Lo que en definitiva la Ley 8/1990 persiguió es, sin salir del esquema conceptual de la LS-1956, hacer más precaria y dominable por la Administración la propiedad inmobiliaria privilegiada con las clasificaciones de suelo urbano y urbanizable, acabando, como dice el Preámbulo, "con la excesiva permisividad de que disfrutan los propietarios del suelo, que son los llamados en primer término a realizar las tareas de urbanización y edificación", y terminar también con la "ausencia de instrumentos de que dispone la Administración para hacer frente al incumplimiento por los particulares de los plazos señalados para la ejecución de dichas tareas para incrementar los patrimonios públicos de suelo en medida suficiente para incidir en la regulación del mercado inmobiliario o para adscribir superficies de suelo urbanizable a la construcción de viviendas de protección oficial".

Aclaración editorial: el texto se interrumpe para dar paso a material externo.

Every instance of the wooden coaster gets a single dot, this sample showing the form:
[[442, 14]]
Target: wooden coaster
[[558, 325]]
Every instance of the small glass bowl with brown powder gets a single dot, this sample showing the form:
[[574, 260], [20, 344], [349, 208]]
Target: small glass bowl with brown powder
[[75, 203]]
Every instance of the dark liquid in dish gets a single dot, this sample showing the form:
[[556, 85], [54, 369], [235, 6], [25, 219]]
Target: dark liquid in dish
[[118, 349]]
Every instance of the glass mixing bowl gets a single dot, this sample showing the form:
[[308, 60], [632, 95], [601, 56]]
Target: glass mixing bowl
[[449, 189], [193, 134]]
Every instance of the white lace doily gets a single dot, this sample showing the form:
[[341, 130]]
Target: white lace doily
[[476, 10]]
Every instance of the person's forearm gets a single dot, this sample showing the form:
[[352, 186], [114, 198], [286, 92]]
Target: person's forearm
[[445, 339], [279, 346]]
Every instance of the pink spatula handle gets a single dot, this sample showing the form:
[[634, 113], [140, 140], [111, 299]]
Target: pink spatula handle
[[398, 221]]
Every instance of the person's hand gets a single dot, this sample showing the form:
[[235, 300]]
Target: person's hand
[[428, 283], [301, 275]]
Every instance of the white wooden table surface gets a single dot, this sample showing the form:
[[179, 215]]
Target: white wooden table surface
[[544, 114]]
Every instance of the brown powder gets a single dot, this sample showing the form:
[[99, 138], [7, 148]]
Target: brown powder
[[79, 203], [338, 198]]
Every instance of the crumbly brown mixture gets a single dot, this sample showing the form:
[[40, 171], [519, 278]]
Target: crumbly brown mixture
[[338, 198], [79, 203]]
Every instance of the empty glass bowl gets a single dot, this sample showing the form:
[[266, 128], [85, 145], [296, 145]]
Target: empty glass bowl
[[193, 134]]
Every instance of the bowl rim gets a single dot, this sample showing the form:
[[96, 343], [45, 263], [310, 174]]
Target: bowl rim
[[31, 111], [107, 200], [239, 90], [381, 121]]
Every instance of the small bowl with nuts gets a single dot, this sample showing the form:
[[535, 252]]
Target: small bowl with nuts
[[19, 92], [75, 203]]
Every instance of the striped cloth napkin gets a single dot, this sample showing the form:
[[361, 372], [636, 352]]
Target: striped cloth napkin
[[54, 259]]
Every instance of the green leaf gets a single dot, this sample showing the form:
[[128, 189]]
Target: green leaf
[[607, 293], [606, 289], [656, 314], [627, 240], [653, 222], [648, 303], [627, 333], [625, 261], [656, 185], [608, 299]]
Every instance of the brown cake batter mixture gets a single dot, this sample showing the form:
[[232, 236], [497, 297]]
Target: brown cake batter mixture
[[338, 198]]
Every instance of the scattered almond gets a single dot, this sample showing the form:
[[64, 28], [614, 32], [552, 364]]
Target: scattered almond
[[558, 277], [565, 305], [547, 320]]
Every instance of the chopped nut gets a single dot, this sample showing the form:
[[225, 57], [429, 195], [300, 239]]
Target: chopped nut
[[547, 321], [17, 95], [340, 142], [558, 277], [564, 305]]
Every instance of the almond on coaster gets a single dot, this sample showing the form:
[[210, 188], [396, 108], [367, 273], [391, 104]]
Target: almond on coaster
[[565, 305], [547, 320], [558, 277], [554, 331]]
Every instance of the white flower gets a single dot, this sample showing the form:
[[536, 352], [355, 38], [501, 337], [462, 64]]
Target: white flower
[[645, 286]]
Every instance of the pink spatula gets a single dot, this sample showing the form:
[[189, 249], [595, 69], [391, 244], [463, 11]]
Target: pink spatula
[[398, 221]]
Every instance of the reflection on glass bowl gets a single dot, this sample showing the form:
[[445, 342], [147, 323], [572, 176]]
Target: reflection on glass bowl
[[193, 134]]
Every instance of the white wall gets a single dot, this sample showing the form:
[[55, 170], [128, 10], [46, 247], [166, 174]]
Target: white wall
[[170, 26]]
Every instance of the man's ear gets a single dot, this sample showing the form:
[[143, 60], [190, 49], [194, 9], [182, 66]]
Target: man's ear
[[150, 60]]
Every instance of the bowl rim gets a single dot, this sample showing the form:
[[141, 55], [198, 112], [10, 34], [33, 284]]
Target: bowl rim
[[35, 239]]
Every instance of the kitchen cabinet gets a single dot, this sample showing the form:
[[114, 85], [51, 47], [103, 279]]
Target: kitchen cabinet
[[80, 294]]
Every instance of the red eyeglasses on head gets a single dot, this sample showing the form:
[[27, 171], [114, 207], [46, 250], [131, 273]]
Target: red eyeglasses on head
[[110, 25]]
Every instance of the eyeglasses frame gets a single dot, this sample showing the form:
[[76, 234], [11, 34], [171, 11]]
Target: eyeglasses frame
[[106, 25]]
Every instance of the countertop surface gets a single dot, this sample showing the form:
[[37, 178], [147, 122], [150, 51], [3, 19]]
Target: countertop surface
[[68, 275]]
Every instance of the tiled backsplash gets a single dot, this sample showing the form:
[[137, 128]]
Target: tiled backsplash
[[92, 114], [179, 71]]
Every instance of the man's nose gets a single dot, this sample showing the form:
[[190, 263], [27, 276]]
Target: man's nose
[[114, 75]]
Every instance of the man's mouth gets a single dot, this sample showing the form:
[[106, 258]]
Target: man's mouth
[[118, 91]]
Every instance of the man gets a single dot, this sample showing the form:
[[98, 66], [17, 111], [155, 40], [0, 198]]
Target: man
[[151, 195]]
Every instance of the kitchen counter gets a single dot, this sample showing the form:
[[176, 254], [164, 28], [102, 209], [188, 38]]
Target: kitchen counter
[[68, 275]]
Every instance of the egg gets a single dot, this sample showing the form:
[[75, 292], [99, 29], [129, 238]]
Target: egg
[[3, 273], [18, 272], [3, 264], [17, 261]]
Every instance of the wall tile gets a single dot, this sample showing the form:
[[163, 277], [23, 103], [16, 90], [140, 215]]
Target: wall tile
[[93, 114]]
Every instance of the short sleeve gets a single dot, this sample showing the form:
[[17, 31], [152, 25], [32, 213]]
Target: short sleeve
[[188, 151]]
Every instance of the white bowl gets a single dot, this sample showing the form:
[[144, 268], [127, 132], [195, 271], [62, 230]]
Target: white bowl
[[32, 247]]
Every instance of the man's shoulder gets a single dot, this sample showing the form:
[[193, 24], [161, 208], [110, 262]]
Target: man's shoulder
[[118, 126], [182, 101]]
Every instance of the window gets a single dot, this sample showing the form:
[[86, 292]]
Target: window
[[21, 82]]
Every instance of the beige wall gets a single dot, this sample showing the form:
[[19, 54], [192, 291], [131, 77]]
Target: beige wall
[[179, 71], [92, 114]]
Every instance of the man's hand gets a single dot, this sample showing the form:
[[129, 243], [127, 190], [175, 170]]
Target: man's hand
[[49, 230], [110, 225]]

Pero, como decíamos, el urbanismo de obra privada se hace más oneroso con la reforma, porque se aumenta la participación de los municipios en los beneficios o plusvalías del proceso urbanizador, reforzando su condición de socio de los propietarios privilegiados por las clasificaciones urbanísticas que el mismo municipio crea con los planes. En este orden se aumentan las cesiones, tanto en suelo urbano como en el urbanizable programado. Al municipio le corresponde ahora el 15% del aprovechamiento tipo, en cuanto los propietarios sólo tienen derecho a hacer suyo el 85% del aprovechamiento urbanístico que corresponde a su parcela. También bajan los justiprecios expropiatorios, endureciéndose el sistema de valoraciones. La Ley aplica el valor inicial o rústico al suelo no urbanizable, al urbanizable no programado e incluso al urbanizable si aún no se ha ultimado el desarrollo del planeamiento. A destacar asimismo que el sistema de valoraciones de la Ley 8/1990 no se circunscribe a las expropiaciones por razones urbanísticas, sino que se aplica a toda suerte de expropiaciones cualquiera que fuere su causa o finalidad. De esta forma se acaba con la esquizofrenia jurídica que suponía que los inmuebles expropiados se valoraran con criterios distintos cuando según la expropiación tuviera por causa el proceso urbanizador u otras finalidades públicas.

En socorro de los deprimidos promotores y propietarios vino en ayuda el Gobierno del Partido Popular con el RD-Ley 7/1996, convalidado por la Ley 7/1997 que reforma la Ley 8/1990. Ésta se justifica en la insatisfactoria situación del mercado del suelo y la vivienda, que hace necesaria la aprobación de "unas primeras medidas que ayudarán a incrementar la oferta de suelo con la finalidad de abaratar el suelo disponible".

Al lado de reformas puramente formales, orientadas a simplificar los procedimientos u otorgando más competencias urbanísticas a los Alcaldes a costa de los Plenos de los Ayuntamientos, y a acortar los plazos vigentes, la Ley contiene otras dos sustanciales: una, favorecedora de los intereses de los propietarios privilegiados, los de suelo urbano y urbanizable, a los cuales se aumenta su cuota de participación en el aprovechamiento urbanístico, que pasa del 85% al 90%, reduciéndose la participación del municipio; la segunda modificación de alcance es la supresión de la distinción entre suelo urbanizable programado y no programado, refundiéndose ambas clases de suelo en el suelo urbanizable, constituido por los terrenos a los que el planeamiento general declare adecuados para ser urbanizados.